00:04 The extreme heat may be a mere curiosity for these tourists,
00:07 but for others on this planet it is life-changing and even life-threatening.
00:12 The fingerprints of climate change are all over the intense heat waves gripping the globe this month.
00:17 That's the conclusion of World Weather Attribution,
00:21 a research group comprised of international climatologists that released their findings on Tuesday.
00:27 They found that our atmosphere, having been warmed by carbon dioxide and other gases for decades,
00:32 has made the current European heat wave 2.5 degrees Celsius hotter
00:37 and the one in the United States and Mexico 2 degrees hotter.
00:40 Using tree rings and other data sources,
00:43 the report says this month's heat is likely the hottest Earth has been in about 120,000 years,
00:49 easily the hottest of human civilization.
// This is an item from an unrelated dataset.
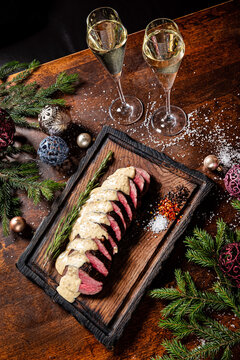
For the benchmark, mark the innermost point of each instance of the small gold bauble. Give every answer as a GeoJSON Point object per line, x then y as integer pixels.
{"type": "Point", "coordinates": [17, 224]}
{"type": "Point", "coordinates": [53, 119]}
{"type": "Point", "coordinates": [84, 140]}
{"type": "Point", "coordinates": [211, 162]}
00:52 In China, the report found that greenhouse gases has increased the possibility of heat waves by a factor of 50,
00:59 and everywhere the heat waves will be more intense, more frequent and last longer.
01:03 It's a cocktail that not only disrupts human lives,
01:06 but is behind other weather-related disasters such as droughts and wildfires.
01:11 And since industry began burning greenhouse gases, the world has warmed by 1.2 degrees.